Historia de Enia y Alate, continuación de Revelaciones.
Otsemi, 4 años atrás
Lo
había intentado, pero finalmente no pudo resistirse. Había roto la promesa que
se hiciera a sí misma aquel día, de no volver a encariñarse de nadie. Vivir en
el bosque, lejos del resto, había sido muy duro al principio. Pero la diosa era
generosa. Los misterios del bosque se le desvelaron con claridad, como si la
brisa se los susurrara al oído, proveyéndole de caza abundante y refugio,
además de la cálida compañía de los animales.
Por supuesto, no podía cortar
toda relación con el Clan, y lo visitaba periódicamente para hacerse con
algunos útiles. Nunca pasaba más de un día con ellos: no quedaba nada para ella
allí.
Sus andanzas le habían llevado a
la tierra de los lobos, por donde campaba libremente. Su alma se había roto por
una grieta tan profunda, que un barranco
la separaba de lo que podía considerarse humano. “Otsemi”, le había llamado
Alfa. ¿O fue Mari quien le puso ese nombre? Ya no recordaba el anterior.
Aquella mujer había muerto, junto al lago con su hijito, y ahora sólo quedaba
la loba solitaria.
Al pie de la montaña había
encontrado una pared cubierta de grabados. Ciervos, caballos y uros parecían
correr sobre la roca, quizás huyendo de sus escultores, que trataban de
atraparlos en el tiempo. Otsemi se preguntaba quién habría realizado aquellos
grabados. A veces tenía sueños, en los que la diosa madre le mostraba cómo
continuar la obra. Y ella grababa.
Sobre esas mismas rocas, bien
arriba, aullaba Alfa durante las noches de luna llena. En los raros momentos en
los que necesitaba compañía, le llamaba y conversaban. Cantaban juntos. Él, a
Ilargi, la luna; ella, a Mari. Pero ambos sabían que era la misma.

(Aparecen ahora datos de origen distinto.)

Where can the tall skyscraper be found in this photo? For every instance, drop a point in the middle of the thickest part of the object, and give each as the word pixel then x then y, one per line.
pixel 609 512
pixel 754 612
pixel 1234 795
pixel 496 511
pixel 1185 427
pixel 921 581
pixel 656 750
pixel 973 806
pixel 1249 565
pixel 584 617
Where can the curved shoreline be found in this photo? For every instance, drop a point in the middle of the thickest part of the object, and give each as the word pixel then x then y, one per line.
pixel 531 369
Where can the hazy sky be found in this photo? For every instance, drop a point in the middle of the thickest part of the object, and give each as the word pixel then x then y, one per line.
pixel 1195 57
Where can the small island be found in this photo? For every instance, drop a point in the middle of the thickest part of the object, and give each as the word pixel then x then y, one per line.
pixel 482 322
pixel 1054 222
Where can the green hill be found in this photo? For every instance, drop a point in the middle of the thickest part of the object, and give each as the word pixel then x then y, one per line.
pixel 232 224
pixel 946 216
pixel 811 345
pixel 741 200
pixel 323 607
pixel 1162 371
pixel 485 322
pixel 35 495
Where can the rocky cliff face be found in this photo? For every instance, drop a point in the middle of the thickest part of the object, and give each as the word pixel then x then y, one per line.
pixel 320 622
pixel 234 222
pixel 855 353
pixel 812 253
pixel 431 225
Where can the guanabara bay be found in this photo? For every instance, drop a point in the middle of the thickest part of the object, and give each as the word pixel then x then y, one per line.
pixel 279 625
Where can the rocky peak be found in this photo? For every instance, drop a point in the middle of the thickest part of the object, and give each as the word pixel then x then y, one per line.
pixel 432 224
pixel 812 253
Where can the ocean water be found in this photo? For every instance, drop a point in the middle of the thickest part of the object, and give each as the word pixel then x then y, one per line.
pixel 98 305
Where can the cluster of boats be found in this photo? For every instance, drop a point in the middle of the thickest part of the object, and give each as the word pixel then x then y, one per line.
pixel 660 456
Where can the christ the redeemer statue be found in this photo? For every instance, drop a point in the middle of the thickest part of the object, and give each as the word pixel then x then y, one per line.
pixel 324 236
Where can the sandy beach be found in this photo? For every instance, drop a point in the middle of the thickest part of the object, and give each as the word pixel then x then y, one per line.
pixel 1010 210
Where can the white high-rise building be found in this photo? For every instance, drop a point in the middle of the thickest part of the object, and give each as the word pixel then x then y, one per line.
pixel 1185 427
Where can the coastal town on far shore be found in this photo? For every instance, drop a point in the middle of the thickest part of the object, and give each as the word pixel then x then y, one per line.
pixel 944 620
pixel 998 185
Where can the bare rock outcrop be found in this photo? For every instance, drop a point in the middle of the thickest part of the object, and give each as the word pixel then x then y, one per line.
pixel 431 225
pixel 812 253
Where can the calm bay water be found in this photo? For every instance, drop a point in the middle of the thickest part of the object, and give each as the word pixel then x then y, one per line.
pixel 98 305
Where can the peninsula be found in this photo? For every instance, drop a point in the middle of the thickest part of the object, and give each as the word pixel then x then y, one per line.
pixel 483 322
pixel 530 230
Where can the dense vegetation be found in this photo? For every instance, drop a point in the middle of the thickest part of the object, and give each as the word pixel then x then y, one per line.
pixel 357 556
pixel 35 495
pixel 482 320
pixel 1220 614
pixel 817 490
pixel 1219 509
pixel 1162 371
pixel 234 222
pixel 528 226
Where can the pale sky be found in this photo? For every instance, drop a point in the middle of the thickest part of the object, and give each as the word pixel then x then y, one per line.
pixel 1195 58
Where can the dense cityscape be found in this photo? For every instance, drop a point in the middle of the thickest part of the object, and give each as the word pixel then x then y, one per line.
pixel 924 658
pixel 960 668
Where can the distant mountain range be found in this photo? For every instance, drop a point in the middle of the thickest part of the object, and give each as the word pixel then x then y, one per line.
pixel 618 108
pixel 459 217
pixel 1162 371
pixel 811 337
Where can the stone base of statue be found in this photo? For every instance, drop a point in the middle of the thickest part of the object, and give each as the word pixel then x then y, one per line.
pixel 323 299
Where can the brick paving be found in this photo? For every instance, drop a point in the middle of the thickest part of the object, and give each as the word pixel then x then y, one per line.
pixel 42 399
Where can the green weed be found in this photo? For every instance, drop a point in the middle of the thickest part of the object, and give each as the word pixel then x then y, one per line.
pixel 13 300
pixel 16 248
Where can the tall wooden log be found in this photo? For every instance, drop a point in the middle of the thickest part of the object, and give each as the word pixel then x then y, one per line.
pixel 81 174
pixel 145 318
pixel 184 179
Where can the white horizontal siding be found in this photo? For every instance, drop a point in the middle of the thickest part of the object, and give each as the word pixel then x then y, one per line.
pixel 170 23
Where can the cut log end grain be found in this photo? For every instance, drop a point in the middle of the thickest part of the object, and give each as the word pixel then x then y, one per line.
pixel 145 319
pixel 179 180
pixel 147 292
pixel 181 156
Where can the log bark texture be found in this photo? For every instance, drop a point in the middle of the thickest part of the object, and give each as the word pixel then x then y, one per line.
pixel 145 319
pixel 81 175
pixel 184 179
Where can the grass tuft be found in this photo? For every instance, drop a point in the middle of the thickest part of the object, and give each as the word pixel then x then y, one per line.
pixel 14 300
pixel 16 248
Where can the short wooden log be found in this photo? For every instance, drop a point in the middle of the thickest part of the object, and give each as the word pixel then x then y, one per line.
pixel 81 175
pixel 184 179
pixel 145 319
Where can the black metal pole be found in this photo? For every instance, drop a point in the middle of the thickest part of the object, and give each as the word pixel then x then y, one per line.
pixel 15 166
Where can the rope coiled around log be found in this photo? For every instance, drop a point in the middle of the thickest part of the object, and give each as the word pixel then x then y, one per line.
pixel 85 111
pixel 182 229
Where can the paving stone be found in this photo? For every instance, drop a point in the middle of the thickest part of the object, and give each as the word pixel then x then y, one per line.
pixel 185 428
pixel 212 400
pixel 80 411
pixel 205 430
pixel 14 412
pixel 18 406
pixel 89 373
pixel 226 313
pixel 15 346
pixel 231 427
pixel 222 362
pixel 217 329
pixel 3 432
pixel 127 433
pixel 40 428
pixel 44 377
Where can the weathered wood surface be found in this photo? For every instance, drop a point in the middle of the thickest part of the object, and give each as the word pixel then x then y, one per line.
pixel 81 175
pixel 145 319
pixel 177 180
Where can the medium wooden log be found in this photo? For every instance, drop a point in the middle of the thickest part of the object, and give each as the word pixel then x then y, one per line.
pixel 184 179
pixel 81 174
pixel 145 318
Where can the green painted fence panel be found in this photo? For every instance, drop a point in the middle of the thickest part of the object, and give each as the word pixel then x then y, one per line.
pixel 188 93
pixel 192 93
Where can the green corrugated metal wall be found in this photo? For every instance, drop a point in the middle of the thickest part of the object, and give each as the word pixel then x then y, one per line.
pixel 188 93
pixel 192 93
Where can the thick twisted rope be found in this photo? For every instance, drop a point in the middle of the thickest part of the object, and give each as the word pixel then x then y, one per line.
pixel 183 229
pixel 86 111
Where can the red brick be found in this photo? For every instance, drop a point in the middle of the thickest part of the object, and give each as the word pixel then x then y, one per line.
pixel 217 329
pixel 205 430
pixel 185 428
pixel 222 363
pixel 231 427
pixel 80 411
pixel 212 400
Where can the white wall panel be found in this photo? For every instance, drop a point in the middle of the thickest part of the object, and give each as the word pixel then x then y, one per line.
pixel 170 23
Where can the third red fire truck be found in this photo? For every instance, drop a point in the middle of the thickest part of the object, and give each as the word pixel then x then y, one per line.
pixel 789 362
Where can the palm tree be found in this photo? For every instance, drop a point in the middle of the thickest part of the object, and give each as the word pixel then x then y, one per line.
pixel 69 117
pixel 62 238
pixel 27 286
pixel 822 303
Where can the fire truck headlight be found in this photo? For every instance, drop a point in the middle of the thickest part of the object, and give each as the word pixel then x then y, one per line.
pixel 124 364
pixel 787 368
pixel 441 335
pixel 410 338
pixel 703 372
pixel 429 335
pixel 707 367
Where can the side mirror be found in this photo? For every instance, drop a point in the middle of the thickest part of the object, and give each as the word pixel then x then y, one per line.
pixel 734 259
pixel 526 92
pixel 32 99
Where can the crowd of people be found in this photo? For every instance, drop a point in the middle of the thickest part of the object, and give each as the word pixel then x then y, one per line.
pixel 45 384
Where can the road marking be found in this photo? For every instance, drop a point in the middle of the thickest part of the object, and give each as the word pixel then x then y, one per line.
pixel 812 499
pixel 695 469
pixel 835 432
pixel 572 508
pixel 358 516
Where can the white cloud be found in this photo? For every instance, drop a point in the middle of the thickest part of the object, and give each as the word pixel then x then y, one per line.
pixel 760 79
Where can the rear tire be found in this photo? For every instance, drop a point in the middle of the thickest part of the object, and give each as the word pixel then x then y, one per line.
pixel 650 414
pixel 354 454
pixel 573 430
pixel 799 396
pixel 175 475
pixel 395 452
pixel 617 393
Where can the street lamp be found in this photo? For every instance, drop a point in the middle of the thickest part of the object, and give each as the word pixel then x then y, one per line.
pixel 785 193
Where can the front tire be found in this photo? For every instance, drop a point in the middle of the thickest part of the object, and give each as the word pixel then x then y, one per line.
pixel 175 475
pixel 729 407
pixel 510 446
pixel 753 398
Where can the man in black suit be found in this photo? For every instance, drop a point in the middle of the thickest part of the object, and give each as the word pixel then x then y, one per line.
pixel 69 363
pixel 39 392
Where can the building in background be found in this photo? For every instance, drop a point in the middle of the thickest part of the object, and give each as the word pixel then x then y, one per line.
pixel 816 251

Entonces había llegado esa niña,
tan desvalida e inocente como tozuda, y le había hecho salir del exilio. Su
curiosidad voraz la encandiló desde el primer instante. Con su piel pálida,
como enfermiza, y ese pelo rojizo, al principio la encontró fea, pero pronto se
acostumbró a su mesticismo, que le confería una extraña belleza.
Enia había llegado para
quedarse, y había conseguido hacerse un hueco en los escombros de su corazón,
que creía muerto. Ya no soñaba con grabados ni con animales. Había vuelto a
soñar con niños.
Alate, 4 años atrás
A
Alfa ya no le quedaba mucho tiempo de vida. Lo decían sus ojos, velados por la
edad, que miraban el valle sin ver. Lo gritaba su resuello, que apenas se
dejaba oír como un pitido quejumbroso. Una tarde, Alate le vio acercarse a
Reine e intercambiar unas palabras con él. Después, descendió con torpeza entre
los riscos, hacia la pradera.
La luna, Ilargi, se asomó tras
las montañas, naranja, casi roja, enorme e imponente. Una corazonada impulsó a
Alate a seguir al viejo lobo, aunque sabía que estaba mal. Se deslizó entre los
acantilados, con el viento en contra. Alfa no podría verle –sus ojos estaban
casi cegados-, pero sí percibir su olor.
El cárabo ululaba en el bosque,
presto a iniciar la cacería nocturna, y los aullidos de sus compañeros ya
arrancaban su alabanza a la diosa. Entre esa cacofonía, distinguió la ajada voz
de Alfa, que provenía de un promontorio rocoso más abajo. También le llegó
claramente el olor humano. Su corazón dio un vuelco, pero pronto reconoció que
no se trataba de Enia. Se reprendió por ello. ¿Para qué quería verla? Ya sabía
que estaba allí abajo, en el bosque, en el lago, con esa mujer. Enia le
abandonó y había formado una familia, que a él se le negaba. El odio le oprimió
y las palabras le llegaban sordas a sus potentes oídos.
¿De
qué hablarían el viejo lobo y la humana? No le importaba. Se dio la vuelta y
ascendió por el terreno escarpado. La luna escarlata recorría el cielo al son
de la llamada de la manada mientras dos figuras descendían hacia la pradera.